The stain was only half dealt with. Eliza stared at it, trying to will herself to clean the rest away. Mr. Kittering’s words had left a bitter taste in her mouth. What did she care if these rich toffs had a smear on their expensive Turkish carpet? The entire room disgusted her: all this space, dedicated to billiards, when it was more than Mrs. Darragh and her daughter had for living in. And how many Whitechapel beggars could have been fed on the money that instead went for Chinese silk curtains and Moorish lamps?

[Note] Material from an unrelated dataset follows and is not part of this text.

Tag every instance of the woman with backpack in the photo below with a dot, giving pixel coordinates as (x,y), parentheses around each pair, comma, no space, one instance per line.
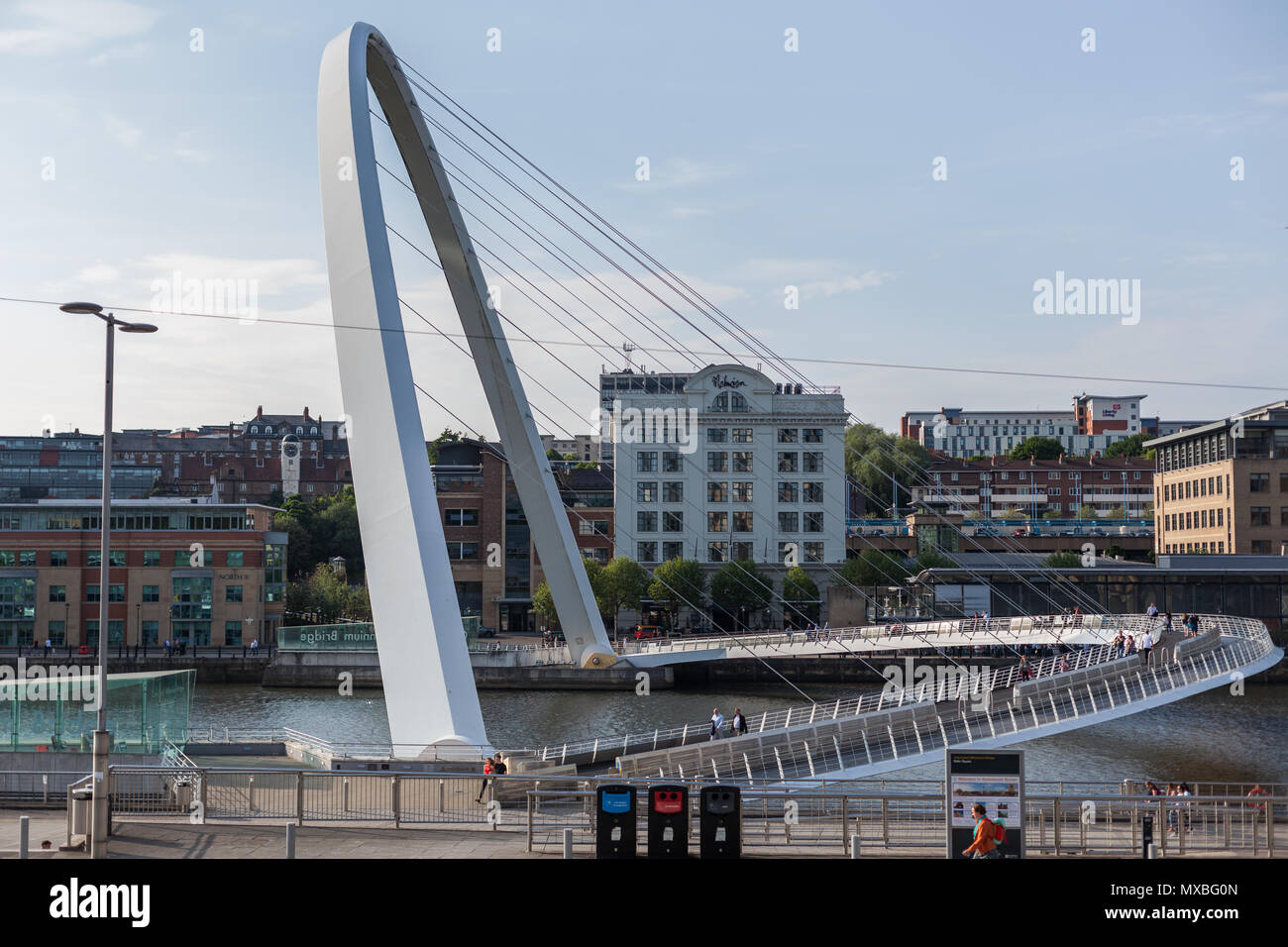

Filled with that fury, Eliza snatched up her rag and left the stain where it was, soaked in gall. She almost stormed out the billiards room door, but caught herself at the last instant; although the constable was gone, she could hear Mr. Kittering on the landing, speaking quietly with the butler, Mr. Warren. She waited until the master went upstairs, and Mr. Warren down to the ground floor. Then she slipped through to the servants’ staircase. There would be no going up to talk to Louisa, not right now. Not with Mr. and Mrs. Kittering above, discussing the untrustworthy Irish.
She wondered if she should run. If Special Branch had followed her this far… they must have caught wind of her in Whitechapel, when she called in her favors there. But no, she couldn’t leave, not when she had such a perfect chance to make Louisa Kittering talk!
Eliza slipped her hand into her pocket, feeling the tattered old photograph there. For Owen’s sake, she had to be brave. As soon as she learned what Miss Kittering knew, she could run again. Hide under a different name, hunt the faeries, get Owen back; once that was done, she could do anything. Even leave London, if she had to—though that would be like carving out her own heart, to abandon the only home she’d ever known.